A federal moratorium risks the same dynamic in reverse: using federal power to freeze an industry rather than govern it, hardening opposition on all sides without resolving the underlying conflict.

There’s a better path forward: An AI infrastructure compact that would align national and corporate benefits with local impacts while enabling development to move at speed.  

The principle is simple: Projects that meet clear standards move faster. Projects that don’t face delay and resistance. In our work at the Mitchell Foundation, we have learned that starting with listening — before site plans are drawn or technologies chosen — builds the kind of community trust that actually moves projects forward. That’s the blueprint for what a compact could require nationwide. 

Developers should provide early, standardized disclosure of power demand, water use and infrastructure impacts; communities can’t evaluate what they can’t see. Engagement must begin before key decisions are locked in, with enforceable agreements that deliver local benefits, not just promises. 
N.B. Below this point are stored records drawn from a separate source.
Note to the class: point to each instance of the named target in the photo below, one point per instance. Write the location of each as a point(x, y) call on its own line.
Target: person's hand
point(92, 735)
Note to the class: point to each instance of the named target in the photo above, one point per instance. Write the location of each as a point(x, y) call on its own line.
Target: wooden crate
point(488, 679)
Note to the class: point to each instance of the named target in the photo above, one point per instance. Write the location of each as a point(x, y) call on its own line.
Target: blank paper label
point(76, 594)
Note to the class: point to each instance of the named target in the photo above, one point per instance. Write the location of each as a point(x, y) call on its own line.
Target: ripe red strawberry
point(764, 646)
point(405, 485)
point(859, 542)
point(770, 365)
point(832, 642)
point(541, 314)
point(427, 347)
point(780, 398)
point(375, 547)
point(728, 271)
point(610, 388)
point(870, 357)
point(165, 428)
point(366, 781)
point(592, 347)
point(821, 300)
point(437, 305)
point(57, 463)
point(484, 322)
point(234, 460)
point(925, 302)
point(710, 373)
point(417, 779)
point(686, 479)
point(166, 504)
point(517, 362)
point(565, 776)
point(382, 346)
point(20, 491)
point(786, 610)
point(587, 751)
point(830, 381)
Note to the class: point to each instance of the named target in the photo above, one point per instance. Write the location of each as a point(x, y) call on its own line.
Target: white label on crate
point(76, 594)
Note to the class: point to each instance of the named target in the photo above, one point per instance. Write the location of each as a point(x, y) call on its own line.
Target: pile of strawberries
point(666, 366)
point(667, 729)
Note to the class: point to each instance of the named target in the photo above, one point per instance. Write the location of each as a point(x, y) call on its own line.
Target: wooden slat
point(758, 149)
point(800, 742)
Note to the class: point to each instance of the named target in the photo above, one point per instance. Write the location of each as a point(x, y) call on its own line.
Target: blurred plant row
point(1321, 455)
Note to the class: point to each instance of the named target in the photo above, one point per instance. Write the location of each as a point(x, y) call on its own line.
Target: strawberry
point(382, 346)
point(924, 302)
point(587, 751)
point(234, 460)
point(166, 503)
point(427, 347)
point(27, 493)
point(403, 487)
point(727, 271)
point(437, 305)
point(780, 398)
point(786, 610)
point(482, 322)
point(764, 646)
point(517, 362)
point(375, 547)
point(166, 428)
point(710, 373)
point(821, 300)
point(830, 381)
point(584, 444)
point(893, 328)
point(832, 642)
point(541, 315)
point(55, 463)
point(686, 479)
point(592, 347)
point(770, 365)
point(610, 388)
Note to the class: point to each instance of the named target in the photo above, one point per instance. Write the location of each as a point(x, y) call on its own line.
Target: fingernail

Projects should account for their full impact on power systems and water resources — including who bears the cost — with incentives for co-located generation, storage and more efficient cooling. And data center growth should be tied to durable local economic opportunity defined by community members, not just short-term construction cycles. 

When communities trust the process, projects move faster. That’s not idealism — that’s how infrastructure gets built. Replace ad hoc negotiation with clear expectations, give communities a stake in success rather than a reason to resist, and the buildout accelerates on its own. 

Across the country, localities are restricting development not because they oppose technology, but because they don’t trust how it’s being deployed. This is how infrastructure buildouts stall — not because they are unnecessary, but because they lack legitimacy with the people they affect.

The question isn’t whether to build. It’s whether we can build in a way that people will actually stand behind. A moratorium only stops the clock; a compact moves us forward. 

Marilu Hastings is executive vice president of the Austin-based Cynthia and George Mitchell Foundation and director of its Mitchell Innovation Lab. She serves on the National Petroleum Council at the U.S. Department of Energy and chairs the University of Texas at Austin Energy Institute Advisory Board.